The public knows a few things about the geologic past. They know that “the Jurassic” is part of the time of the dinosaurs, for instance. That’s a good starting point. The Jurassic Period began with Alexander von Humboldt in 1795, who recognized that the set of rocks neatly displayed in the Jura Mountains (between the Rhine and Rhone rivers) had their own distinctive set of fossils. Later on, workers took the Jura as a template for a particular period of ancient time that could be assigned a place in line, along with the Cambrian, Silurian and so forth in a chain of time units. There was always the promise that this work would add up to something definitive and seamless.
Putting all the world’s rocks in order is a task almost beyond metaphor. Students are told that deciphering the geologic record is like reassembling a book whose pages have been torn apart, crumpled, burned and scattered. It’s worse than that: it’s like assembling a dozen giant jigsaw puzzles from crumpled, burned pieces that have been mixed in a pile after throwing away half of them, including their original boxes with the pictures on top.
Geologists have done that job, most of it. The first geologic time units were based purely on oceanic fossils, which was fine as far as it went, but other rocks have fossils of land-dwellers and most rocks don’t have any fossils at all. Lava and granite and the rest of the igneous rocks were mostly left out until precise chemical methods based on isotopes were slowly perfected in the 20th century. With other rocks, their magnetic fields are the only information that can be used for dating. With still others, the only tool in the kit is dumb basic stratigraphy—the geometry of what rocks lie above and what below. Think of each of these sets of rocks as one of those jigsaw puzzles.

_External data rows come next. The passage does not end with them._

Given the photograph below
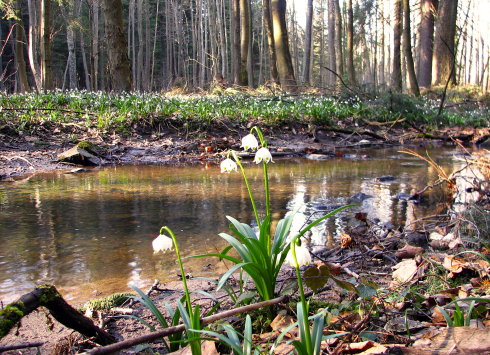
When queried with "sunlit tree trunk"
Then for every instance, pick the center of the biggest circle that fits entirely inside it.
(308, 31)
(270, 39)
(19, 53)
(444, 49)
(236, 44)
(332, 63)
(284, 62)
(244, 38)
(33, 44)
(46, 73)
(117, 47)
(350, 43)
(414, 86)
(338, 38)
(397, 82)
(426, 41)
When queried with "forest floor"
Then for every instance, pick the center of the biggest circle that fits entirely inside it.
(372, 251)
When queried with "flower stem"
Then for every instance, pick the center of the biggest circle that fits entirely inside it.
(188, 299)
(267, 203)
(303, 302)
(248, 188)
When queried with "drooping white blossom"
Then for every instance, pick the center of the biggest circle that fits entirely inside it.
(228, 165)
(302, 255)
(162, 243)
(250, 142)
(263, 154)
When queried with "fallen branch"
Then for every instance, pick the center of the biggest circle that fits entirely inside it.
(179, 328)
(20, 346)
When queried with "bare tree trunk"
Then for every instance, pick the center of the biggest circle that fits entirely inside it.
(147, 47)
(414, 86)
(19, 53)
(338, 38)
(428, 8)
(308, 35)
(397, 80)
(46, 63)
(154, 46)
(84, 62)
(33, 44)
(350, 43)
(331, 43)
(444, 41)
(236, 44)
(244, 38)
(270, 38)
(117, 47)
(284, 62)
(139, 63)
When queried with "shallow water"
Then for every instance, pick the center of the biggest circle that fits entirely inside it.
(90, 234)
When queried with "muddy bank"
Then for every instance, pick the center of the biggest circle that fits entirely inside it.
(21, 153)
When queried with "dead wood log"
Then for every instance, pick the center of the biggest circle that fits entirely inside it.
(47, 296)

By a few decades ago, the rocks dated by all these different methods were well enough assembled that it paid to coordinate their stories more carefully, starting with the time scale itself. That’s when the International Commission on Stratigraphy set up the system of Global Stratotype Sections and Points, or GSSPs. These are actual places where the exact boundary of a particular time unit is set down in stone, just as bronze benchmarks are cemented in various places for land surveying.